Tuesday, June 30, 2015

An Editor Decided If Gladiator Lived or Died

In Rome last summer, while on a tour of the Colosseum, I learned from our guide that in ancient Rome, a person called an "editor" decided if a fallen gladiator would live or die. Basically, this person, not the emperor, would give the thumbs up or down to indicate whether the winning gladiator should spare or take the fallen gladiator's life. 

All week we'd seen actors playing gladiators, men dressed in gauzy red loin cloths and bristly helmets, bare chests exposed (or in the case of one out-of-shape actor, a plastic chest plate to give him 6-pack abs), smoking an e-cigarette, talking on cell phones, leaning shields against small carry-on suitcases the same red as the costume.

When the guide told us of this role for the "editor," my thoughts moved even farther from gladiators, actual or not, to writers. I couldn't stop grinning because for writers submitting work for publication or student writers submitting for a grade, it can feel like a "life or death" decision. At last, the true source of an editor's power...

As I've stayed longer in my writing career, I've been enjoying high-quality interactions with editors. They frequently offer a different perspective on a finished text. Sometimes it's a change of wording, usually the elimination of words, sometimes moving around whole paragraphs. I've been enjoying the email interchanges as we negotiate over the piece, their desired version and my own vision of the text.

I've also grown to know a few journal or press editors in recent years and have watched how hard they work on other people's writing. I've been impressed by the dedication of the graduate-student editors at my university's journal, Soundings East, and the serious consideration behind their "thumbs up" and "thumbs down" verdicts. I like what William Stafford said on this topic--the way he frames the publishing dynamic in so trusting a fashion: "An editor is a friend who helps keep a writer from publishing what should not be published."

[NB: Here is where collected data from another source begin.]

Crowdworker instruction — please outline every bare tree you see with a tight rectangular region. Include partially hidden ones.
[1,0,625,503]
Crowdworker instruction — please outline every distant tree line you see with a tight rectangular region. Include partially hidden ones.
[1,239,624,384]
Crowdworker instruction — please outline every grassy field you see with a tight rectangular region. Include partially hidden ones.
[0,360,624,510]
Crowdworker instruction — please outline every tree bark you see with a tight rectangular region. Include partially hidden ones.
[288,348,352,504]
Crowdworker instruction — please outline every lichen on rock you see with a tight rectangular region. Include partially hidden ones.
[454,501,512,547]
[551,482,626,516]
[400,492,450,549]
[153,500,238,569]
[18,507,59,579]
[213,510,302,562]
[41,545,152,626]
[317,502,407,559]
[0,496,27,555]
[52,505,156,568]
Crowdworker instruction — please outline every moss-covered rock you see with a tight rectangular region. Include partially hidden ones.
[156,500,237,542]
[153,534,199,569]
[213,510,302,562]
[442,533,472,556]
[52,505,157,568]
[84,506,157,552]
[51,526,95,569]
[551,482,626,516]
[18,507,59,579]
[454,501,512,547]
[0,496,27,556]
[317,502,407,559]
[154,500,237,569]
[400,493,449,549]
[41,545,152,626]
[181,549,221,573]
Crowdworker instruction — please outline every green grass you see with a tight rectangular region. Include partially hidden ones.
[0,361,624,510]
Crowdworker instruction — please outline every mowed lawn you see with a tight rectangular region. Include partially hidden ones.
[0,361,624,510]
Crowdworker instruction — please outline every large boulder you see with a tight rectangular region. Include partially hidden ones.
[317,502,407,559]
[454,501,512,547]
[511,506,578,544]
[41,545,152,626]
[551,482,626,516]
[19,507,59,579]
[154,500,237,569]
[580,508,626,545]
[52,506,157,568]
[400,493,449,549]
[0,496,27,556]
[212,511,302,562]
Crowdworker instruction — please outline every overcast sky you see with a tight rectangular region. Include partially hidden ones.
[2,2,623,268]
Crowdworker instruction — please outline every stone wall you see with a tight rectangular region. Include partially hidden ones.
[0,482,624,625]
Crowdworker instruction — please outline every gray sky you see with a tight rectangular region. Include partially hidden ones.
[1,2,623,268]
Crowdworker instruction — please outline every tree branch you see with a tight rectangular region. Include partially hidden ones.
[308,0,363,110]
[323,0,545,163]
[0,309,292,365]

At the same time, I often think back on a pin a student I knew wore on his T-shirts in junior high: "Kill Them All and Let God Decide." A disturbing pin on multiple levels, certainly, but somehow in my thinking it has become the mantra, "Write It All and Let Them (Editors) Decide." I often turn to this saying while in the midst of a complicated writing project. It's a firm reminder that my job is to separate the composing process from the editing process for a good stretch of the work. It's my job to experience the creation of the text and let other people do what they will with the eventual final text. While I can make structural, stylistic, or content choices which persuade a future reader, it's truly beyond my control (or any writer's) to dictate their decisions about the text's fate. Leave that job to someone else.